Nach 36-jähriger Tätigkeit in Diensten des Instituts für Landeskunde und Regionalgeschichte (ILR) des Landschaftsverbandes Rheinland (LVR) geht Cornelissen nun in den Ruhestand. Letzte Gelegenheit für bislang Ungesagtes: Herr Cornelissen, welches typisch rheinische Wort haben Sie heute schon gehört? „‚Fimschig‘. Dieses Wort kennt man am Niederrhein, wo ich geboren bin, nicht. Im Hochdeutschen ist es ebenfalls unbekannt, in Bonn aber hört man es immer wieder, weil es so nützlich ist. Ein Gegenstand, der zu fragil, zu bruchanfällig, zu wenig haltbar ist, ist ‚fimschig‘. Auch Menschen können ‚fimschig‘ sein.“

Regiolekt oder Dialekt – den Unterschied haben Sie während Ihrer Zeit als Sprachexperte unzählige Male erklärt. Bitte noch ein letztes Mal für uns. „Dialekt ist dasselbe wie ‚Platt‘: eine eigene Sprache mit allem Pipapo, für Fremde unverständlich. Regiolekt ist ‚nur‘ eine Umgangssprache mit regionalen Merkmalen: Mit ‚dat‘ und ‚wat‘, mit ‚knibbeln‘ und ‚piddeln‘, mit ‚Schluffen‘ und ‚Schlappen‘. Also eine echte Mehrheitssprache im Rheinland.“

Sie haben 36 Jahre lang die rheinische Sprache untersucht. In welchen Bereichen ist die Veränderung der Sprache am deutlichsten zu erkennen? „Es fällt auf, dass immer seltener Dialekt (= Platt) zu hören ist. Wenn die über 60-Jährigen geimpft sind, sind die meisten Rheinländerinnen und Rheinländer mit Dialektkompetenz gegen Corona geschützt. Es wachsen keine Dialektsprecherinnen und -sprecher mehr nach!“

Seit ein paar Jahren genießt der Heimatbegriff durch alle Schichten hinweg eine große Aufmerksamkeit. Können Sie diese Popularität auch in Bezug auf die Sprache feststellen? „Was ich im Laufe der Jahre durchschaut habe: Wenn es um die regionale Sprache geht, um Dialekt und Regiolekt also, müssen wir zwischen Lippenbekenntnissen und Ankündigungen einerseits und Taten und Finanzierungen andererseits unterscheiden. In diesem Punkt bin ich alles andere als euphorisch.
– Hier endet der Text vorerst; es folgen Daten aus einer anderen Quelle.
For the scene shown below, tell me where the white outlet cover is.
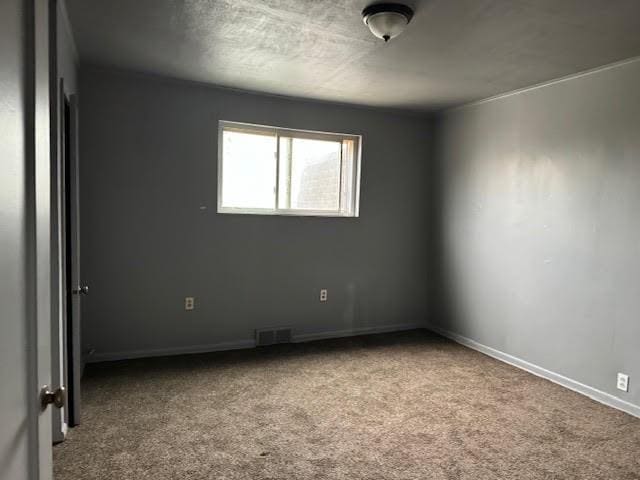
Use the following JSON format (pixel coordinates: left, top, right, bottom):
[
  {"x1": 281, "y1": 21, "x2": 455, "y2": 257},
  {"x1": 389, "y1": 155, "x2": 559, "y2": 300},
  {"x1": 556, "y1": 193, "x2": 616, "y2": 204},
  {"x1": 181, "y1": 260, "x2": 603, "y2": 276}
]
[
  {"x1": 185, "y1": 297, "x2": 195, "y2": 310},
  {"x1": 617, "y1": 373, "x2": 629, "y2": 392},
  {"x1": 320, "y1": 289, "x2": 328, "y2": 302}
]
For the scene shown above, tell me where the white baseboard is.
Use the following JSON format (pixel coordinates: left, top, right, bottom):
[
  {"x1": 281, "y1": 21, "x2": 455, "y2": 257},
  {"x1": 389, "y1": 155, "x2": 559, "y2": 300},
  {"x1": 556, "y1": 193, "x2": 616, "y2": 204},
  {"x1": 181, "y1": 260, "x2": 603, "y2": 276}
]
[
  {"x1": 88, "y1": 339, "x2": 256, "y2": 363},
  {"x1": 87, "y1": 323, "x2": 424, "y2": 363},
  {"x1": 426, "y1": 323, "x2": 640, "y2": 419},
  {"x1": 292, "y1": 322, "x2": 423, "y2": 343}
]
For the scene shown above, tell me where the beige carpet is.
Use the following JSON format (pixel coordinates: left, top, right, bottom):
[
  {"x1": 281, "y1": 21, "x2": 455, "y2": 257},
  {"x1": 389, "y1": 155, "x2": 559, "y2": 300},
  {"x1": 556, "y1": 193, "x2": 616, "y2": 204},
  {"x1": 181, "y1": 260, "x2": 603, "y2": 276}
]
[{"x1": 54, "y1": 330, "x2": 640, "y2": 479}]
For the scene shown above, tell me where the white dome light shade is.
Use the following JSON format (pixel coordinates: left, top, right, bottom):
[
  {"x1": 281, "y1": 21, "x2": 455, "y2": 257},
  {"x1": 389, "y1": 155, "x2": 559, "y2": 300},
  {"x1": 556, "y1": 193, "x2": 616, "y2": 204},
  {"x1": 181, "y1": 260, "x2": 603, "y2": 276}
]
[{"x1": 362, "y1": 3, "x2": 414, "y2": 42}]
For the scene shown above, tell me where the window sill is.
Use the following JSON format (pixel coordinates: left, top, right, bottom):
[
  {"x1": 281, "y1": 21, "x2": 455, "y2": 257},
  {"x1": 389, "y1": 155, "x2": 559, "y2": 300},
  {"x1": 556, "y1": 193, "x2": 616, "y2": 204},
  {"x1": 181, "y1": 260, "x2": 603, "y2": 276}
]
[{"x1": 217, "y1": 207, "x2": 358, "y2": 218}]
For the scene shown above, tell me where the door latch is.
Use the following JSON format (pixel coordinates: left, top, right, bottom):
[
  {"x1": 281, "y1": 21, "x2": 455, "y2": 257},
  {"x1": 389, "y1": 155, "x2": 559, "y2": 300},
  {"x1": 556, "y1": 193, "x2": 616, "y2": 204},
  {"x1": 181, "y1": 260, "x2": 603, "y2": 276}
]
[
  {"x1": 72, "y1": 285, "x2": 89, "y2": 295},
  {"x1": 40, "y1": 385, "x2": 66, "y2": 410}
]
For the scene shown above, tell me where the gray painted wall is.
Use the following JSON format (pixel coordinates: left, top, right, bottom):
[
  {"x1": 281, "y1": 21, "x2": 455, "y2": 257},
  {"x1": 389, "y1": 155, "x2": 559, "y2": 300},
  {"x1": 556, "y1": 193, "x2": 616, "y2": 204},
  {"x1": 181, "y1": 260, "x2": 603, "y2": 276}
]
[
  {"x1": 79, "y1": 67, "x2": 436, "y2": 360},
  {"x1": 435, "y1": 58, "x2": 640, "y2": 409},
  {"x1": 58, "y1": 2, "x2": 78, "y2": 93}
]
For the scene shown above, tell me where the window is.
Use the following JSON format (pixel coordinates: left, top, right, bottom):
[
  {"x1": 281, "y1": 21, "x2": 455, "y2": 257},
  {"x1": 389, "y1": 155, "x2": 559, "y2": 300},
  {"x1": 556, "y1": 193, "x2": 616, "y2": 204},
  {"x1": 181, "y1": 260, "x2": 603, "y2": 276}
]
[{"x1": 218, "y1": 121, "x2": 361, "y2": 217}]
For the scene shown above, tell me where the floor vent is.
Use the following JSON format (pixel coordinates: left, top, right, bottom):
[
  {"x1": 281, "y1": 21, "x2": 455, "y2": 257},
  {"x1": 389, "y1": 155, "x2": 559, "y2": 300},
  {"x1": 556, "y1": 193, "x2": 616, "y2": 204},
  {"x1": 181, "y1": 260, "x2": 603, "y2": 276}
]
[{"x1": 256, "y1": 327, "x2": 293, "y2": 346}]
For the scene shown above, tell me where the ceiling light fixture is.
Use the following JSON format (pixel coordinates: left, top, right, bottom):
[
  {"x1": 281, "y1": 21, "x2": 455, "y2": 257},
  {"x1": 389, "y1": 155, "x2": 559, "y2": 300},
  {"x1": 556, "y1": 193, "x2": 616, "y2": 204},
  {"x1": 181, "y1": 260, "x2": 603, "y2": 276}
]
[{"x1": 362, "y1": 3, "x2": 414, "y2": 42}]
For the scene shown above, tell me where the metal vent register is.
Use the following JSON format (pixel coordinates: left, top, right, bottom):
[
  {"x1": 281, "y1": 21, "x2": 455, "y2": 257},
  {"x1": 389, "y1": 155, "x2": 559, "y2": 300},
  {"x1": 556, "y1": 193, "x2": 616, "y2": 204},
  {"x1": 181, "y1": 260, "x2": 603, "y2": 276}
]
[{"x1": 255, "y1": 327, "x2": 293, "y2": 346}]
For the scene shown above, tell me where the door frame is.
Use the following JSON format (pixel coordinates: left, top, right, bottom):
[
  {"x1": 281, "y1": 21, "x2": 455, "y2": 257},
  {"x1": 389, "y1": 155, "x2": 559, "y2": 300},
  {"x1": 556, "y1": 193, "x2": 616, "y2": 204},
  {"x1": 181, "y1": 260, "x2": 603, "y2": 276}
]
[
  {"x1": 4, "y1": 0, "x2": 56, "y2": 477},
  {"x1": 29, "y1": 0, "x2": 56, "y2": 477},
  {"x1": 61, "y1": 91, "x2": 82, "y2": 428},
  {"x1": 50, "y1": 0, "x2": 81, "y2": 444},
  {"x1": 50, "y1": 13, "x2": 65, "y2": 444}
]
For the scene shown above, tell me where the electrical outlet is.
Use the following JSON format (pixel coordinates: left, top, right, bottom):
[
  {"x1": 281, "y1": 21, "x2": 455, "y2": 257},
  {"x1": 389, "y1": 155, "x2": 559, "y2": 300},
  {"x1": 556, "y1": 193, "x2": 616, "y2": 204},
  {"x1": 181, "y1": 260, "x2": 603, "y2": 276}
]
[
  {"x1": 617, "y1": 373, "x2": 629, "y2": 392},
  {"x1": 185, "y1": 296, "x2": 195, "y2": 311},
  {"x1": 320, "y1": 289, "x2": 328, "y2": 302}
]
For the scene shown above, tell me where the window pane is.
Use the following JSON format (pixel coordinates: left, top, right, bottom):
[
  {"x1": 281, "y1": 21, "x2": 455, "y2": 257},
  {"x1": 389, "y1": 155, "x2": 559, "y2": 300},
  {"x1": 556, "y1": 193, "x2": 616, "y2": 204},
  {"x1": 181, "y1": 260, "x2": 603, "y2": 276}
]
[
  {"x1": 278, "y1": 137, "x2": 342, "y2": 211},
  {"x1": 221, "y1": 130, "x2": 276, "y2": 209}
]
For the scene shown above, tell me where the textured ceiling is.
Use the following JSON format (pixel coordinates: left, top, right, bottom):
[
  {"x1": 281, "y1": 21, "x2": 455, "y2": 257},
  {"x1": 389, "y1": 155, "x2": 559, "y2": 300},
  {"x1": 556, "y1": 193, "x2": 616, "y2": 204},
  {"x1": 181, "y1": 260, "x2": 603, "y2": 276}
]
[{"x1": 65, "y1": 0, "x2": 640, "y2": 111}]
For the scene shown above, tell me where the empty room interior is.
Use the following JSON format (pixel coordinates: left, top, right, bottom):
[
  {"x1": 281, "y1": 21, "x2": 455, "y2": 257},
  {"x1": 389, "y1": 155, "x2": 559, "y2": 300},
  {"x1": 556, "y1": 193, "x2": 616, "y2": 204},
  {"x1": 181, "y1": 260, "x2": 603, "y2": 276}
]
[{"x1": 2, "y1": 0, "x2": 640, "y2": 479}]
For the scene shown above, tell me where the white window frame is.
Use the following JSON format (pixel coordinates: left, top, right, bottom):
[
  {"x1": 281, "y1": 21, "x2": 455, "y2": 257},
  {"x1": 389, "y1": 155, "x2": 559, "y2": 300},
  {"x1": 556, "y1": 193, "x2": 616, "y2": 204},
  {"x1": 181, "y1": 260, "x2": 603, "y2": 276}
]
[{"x1": 217, "y1": 120, "x2": 361, "y2": 217}]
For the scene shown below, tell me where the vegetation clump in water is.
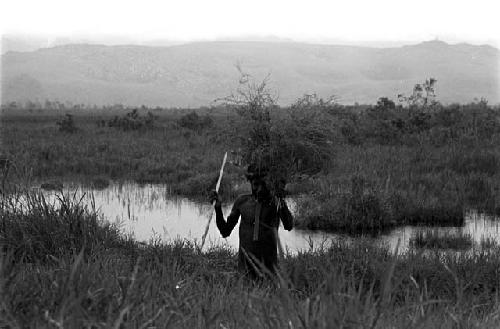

Aber – für die regionale Sprachforschung im Rheinland gibt es mehr als genug zu tun!“

Wer Sie erlebt, bekommt schnell den Eindruck, dass der Spaß und die Begeisterung für die Sprache und Ihre Arbeit ungebrochen sind. Richtig? „Das will ich hoffen. Ich habe ja keinen eingebauten Bremsmechanismus, der bei 66 aktiviert wird. Ich schließe mich da ‚vollinhaltlich‘ Udo Jürgens an: „Mit 66 Jahren…“. Zum Schluss: Was sind Ihre liebsten rheinischen Wörter? „Ziemlich viele, eigentlich fast alle. Obwohl – im Rheinischen gibt es ja doch nicht sehr wenige Schimpfwörter, die klammere ich definitiv aus. Aber sonst – Wörterbücher gehören zu meiner Lieblingslektüre. In diesem Sinne: Tschö mit ö!“ Vielen Dank für das Gespräch. Alles Gute und: Mach et joot.